With all the unproductivity (and let’s be honest, resentment) that meetings cause, it may be time to implement a day at your company with no meetings.
“No Meetings Mondays” has a catchy name, but there’s no reason you can’t set an internal meetings ban for any day of the week.
The real question is: Should you? We’ll help you determine if this policy is a good fit for your office.
What’s the Goal of Your Typical Meeting?
First, think about what types of meetings are most common at your company. Are they for brainstorming, sharing information, giving status updates, making decisions, or team building?
Seventy percent of employees feel they get nothing out of status update meetings (at which you share progress, obstacles, and future plans)—which means if you have a lot of them, designating a no meetings day is probably wise.
Furthermore, information sharing (presentations, speaker sessions, etc.), brainstorming and team-building meetings aren’t so crucial that they can’t be delegated to a different day of the week.
However, if your company is mainly holding decision-making sessions, blocking them from everyone’s schedules for a full day every week could actually harm your productivity.
How Do Your Employees Work?
Paul Graham, one of the founders of Y Combinator, explains that meetings are more harmful to a certain type of employee; specifically, “makers.”
“A single meeting can blow a whole afternoon, by breaking it into two pieces each too small to do anything hard in,” he writes. “In addition there’s sometimes a cascading effect. If I know the afternoon is going to be broken up, I’m slightly less likely to start something ambitious in the morning.”

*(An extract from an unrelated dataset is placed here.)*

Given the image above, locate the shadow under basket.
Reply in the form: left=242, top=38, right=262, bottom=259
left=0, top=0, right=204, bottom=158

The takeaway: If most of your employees are focusing on producing something—whether that’s code, content, reports, and so on—then declaring a no meetings day will dramatically increase what they’re able to accomplish on that day.
In addition, your team’s morale will go up. After all, everyone will be looking forward to that day of the work-week—and after it’s over, they’ll feel accomplished, engaged, and refreshed.
Will You Get Total Buy-In?
One of the reasons you shouldn’t implement a scheduled meetings ban is if you suspect there will be rule-breakers. Even just a couple of employees holding meetings on the off-limits day will make the entire policy weaken. Eventually, most people will probably ignore it.
That’s why no meeting days work particularly well for startups, which usually have smaller teams. Asana, a software company, started “No Meetings Wednesdays” when approximately 100 people were working there. That’s still a fairly big team—any bigger, and Asana’s meetings injunction probably wouldn’t have worked.
If you’re unsure if your employees will commit, just ask them! Holding a poll through platforms such as RubiBoard, will allow you to quickly and easily see how much enthusiasm there is for the no meetings day concept. If more than 70% of your team members are in favor, that’s a good reason to go ahead.
After asking and answering these three questions, you should have a much better idea of whether a meetings-free day is right for your office.